# Unit 7: Advanced Data Visualization
-------------------------------------

**After completing this unit, you should be able to:**

- Create faceted plots in `matplotlib`
- Use the `seaborn` package for more advanced plots

## 7.1. Creating faceted plots

In Unit 4, we created an example where we plotted a time-series data set, and it's derivative. Let's dissect this code to understand how the subplots were created. The key difference, compared to what we have done previously, it that we have introduced new parameters for the [`plt.subplots()`](https://matplotlib.org/stable/api/figure_api.html#matplotlib.figure.Figure.subplots) function. 

| Parameter | Default Value | Possible Values | Description |
|-----------|---------------|-----------------|-------------|
| `nrows` | 1 | integer | number of rows of plots to create |
| `ncols` | 1 | integer | number of columns of plots to create |
| `sharex` | `False` | `True`, `False`, `'row'`, `'col'` | should each axis share the same x-ticks? |
| `sharey` | `False` | `True`, `False`, `'row'`, `'col'` | should each axis share the same y-ticks? |

In this example, we have created 2 *rows* of plots, with the default value of 1 *column*. Because these share the same time scale, it is appropriate for them to share the same x-tick positions and labels.

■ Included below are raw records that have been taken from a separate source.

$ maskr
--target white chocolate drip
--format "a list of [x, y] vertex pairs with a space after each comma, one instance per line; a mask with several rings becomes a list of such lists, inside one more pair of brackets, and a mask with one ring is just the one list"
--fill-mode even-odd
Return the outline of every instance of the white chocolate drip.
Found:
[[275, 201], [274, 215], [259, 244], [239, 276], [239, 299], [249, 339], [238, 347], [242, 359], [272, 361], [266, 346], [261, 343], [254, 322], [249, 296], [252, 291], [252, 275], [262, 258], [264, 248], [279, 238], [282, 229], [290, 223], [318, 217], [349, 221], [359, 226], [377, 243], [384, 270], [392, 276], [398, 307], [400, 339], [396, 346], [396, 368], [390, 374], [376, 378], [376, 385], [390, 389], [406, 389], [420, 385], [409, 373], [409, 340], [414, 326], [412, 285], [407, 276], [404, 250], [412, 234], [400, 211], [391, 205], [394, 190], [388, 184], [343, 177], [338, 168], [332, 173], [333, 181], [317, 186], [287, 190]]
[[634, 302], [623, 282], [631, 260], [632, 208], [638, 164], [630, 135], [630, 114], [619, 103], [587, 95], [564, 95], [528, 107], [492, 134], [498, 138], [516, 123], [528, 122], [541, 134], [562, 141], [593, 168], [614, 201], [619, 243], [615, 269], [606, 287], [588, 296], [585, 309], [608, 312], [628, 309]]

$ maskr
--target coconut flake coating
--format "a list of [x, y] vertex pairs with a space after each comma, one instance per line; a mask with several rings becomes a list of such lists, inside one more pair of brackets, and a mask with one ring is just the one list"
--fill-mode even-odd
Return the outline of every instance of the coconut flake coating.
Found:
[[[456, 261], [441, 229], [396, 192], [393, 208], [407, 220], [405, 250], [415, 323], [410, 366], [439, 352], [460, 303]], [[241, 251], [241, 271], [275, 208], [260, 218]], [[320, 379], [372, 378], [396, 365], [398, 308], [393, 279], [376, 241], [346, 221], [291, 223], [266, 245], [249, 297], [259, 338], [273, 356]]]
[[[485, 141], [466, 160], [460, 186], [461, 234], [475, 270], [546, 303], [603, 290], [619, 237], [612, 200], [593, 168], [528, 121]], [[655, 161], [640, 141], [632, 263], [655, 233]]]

However, the y-scale for the signal and its derivative are not in the same units, so these are not shared (because the default argument is `False`).

When `nrows` or `ncols` is greater than 1 the `ax` object becomes an array, instead of a single `axis`. So, to select the specific axis, array indexing is required. By default, when `nrows==ncols==1`, the `plt.subplots()` function collapses the array to a scalar value so that indexing is not required. This is why we have not needed to use array indexing previously. In contrast if both `nrows` *and* `ncols` are greater than 1, then the return `ax` array will be 2-dimensional. When this is true, then the axis will be selected in a $row \times column$ form, just like other 2-dimensional matrices. For example, the `axis` in the first row and first column would be selected with `ax[0, 0]`. Try changing this plot to display the two signals side-by-side, instead of top and bottom.

In [None]:
import pandas as pd
import matplotlib.pyplot as plt

plt.style.use('ggplot')

# read a .csv file into a DataFrame variable named df
fid_df = pd.read_csv('../../data/pcr-polyethylene_gc-fid.csv')
fid_df['seconds'] = fid_df['minutes'] * 60

# calculate the first derivative (change in FID signal) / (change in time)
fid_df['1st_derivative'] = fid_df['fid'].diff() / fid_df['seconds'].diff()

# plot the FID signal and its 1st derivative
# the \n in the label is the new-line character to split the label into 2 lines
fig, ax = plt.subplots(nrows=2, sharex=True)

ax[0].plot(fid_df['seconds'], fid_df['fid'])
ax[0].set_ylabel('Original\nFID Signal')

ax[1].plot(fid_df['seconds'], fid_df['1st_derivative'])
ax[1].set_xlabel('Seconds')
ax[1].set_ylabel('1st Derivative\nof FID Signal')

Creating faceted plots can be especially useful when we have data that has multiple scales, or if we need to separate data. Separating the plots can be easier for a reader to interpret, versus plotting using multiple y-scales on the same plot.

## 7.2. Advanced plotting using the `seaborn` package

The [`seaborn`](https://seaborn.pydata.org/) package was developed on top of `matplotlib` to provide easy-to-use functions to produce more complicated plots, especially when you there are multiple categories to display on the same plot.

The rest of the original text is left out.